A recent clinical trial showed the use of apalutamide in patients with high-risk nonmetastatic castration-resistant prostate cancer demonstrates a more than 2-year increase in MFS and a 55% reduction in time to symptomatic progression (N Engl J Med 2018; 378:1408-18).
In the current study, presented at the AUA annual meeting in Chicago, researchers sought to determine whether treatment with apalutamide, a next-generation androgen receptor inhibitor, provided the same benefit and safety profile in patients who had previously undergone radical prostatectomy and/or external radiotherapy as it does in those who have not.
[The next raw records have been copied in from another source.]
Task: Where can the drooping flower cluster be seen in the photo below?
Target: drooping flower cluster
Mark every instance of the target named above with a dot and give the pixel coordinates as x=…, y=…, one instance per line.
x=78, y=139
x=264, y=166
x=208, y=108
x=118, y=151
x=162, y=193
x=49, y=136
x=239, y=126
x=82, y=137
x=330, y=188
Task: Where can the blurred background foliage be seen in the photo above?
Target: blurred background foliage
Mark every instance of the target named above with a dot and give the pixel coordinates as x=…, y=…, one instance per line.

The authors, from multiple institutions, separated patients randomly into two groups: those who received apalutamide (240 mg once per day) and androgen deprivation therapy (ADT) and those who received a placebo and ADT. The apalutamide-plus-ADT group was about twice as large as the ADT-and-placebo group. Forty-one percent of patients in each group (334/806 apalutamide; 166/401 placebo) had undergone radical prostatectomy or external radiotherapy prior to the study. Patient outcomes were evaluated based on any radical prostatectomy or external radiotherapy received prior to the study.